The issue shouldn't be how you purchased your ticket. It's the fact you have one at all. Penalties should only apply to those that outright refuse to purchase one if caught or challenged.
You will never have 100% of travelling passengers paying for tickets so you just have to accept that and work towards minimising the people who refuse to pay for one. Just like you never have 100% people in a shop pay for items, some stuff gets stolen and each store is likely to have a permitted (very tiny) percentage of 'loss' that is an accepted risk within the business.
I commute to/from work using a WYCA M-Card. My trips on the West Yorkshire network aren't even counted unless I tap in/out at Leeds (if I've been dropped off there or want to go into Leeds for something), or whenever the barriers in Huddersfield work. How can a ToC differentiate lost revenue from people not paying tickets, against my style of season card that doesn't have defined station start/end points?

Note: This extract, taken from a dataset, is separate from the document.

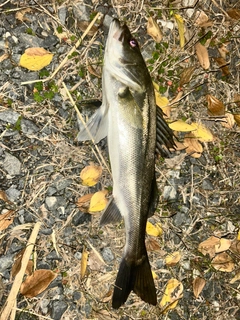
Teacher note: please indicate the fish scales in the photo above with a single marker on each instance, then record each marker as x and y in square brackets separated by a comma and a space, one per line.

I have to say I tend to agree with most of this.
Penalty fares are only really going to work properly on an urban network, with frequent stops, simple ticketing, lots of barriered stations, and no regular on board ticket sales.
Save the enforcement for people who are deliverately avoiding paying the correct fare - i.e. adults buying themselves Child tickets, travelling over distance, point blank not buying one for whatever reason (no money for example), hiding in toilets, and there are plenty of other scenarios.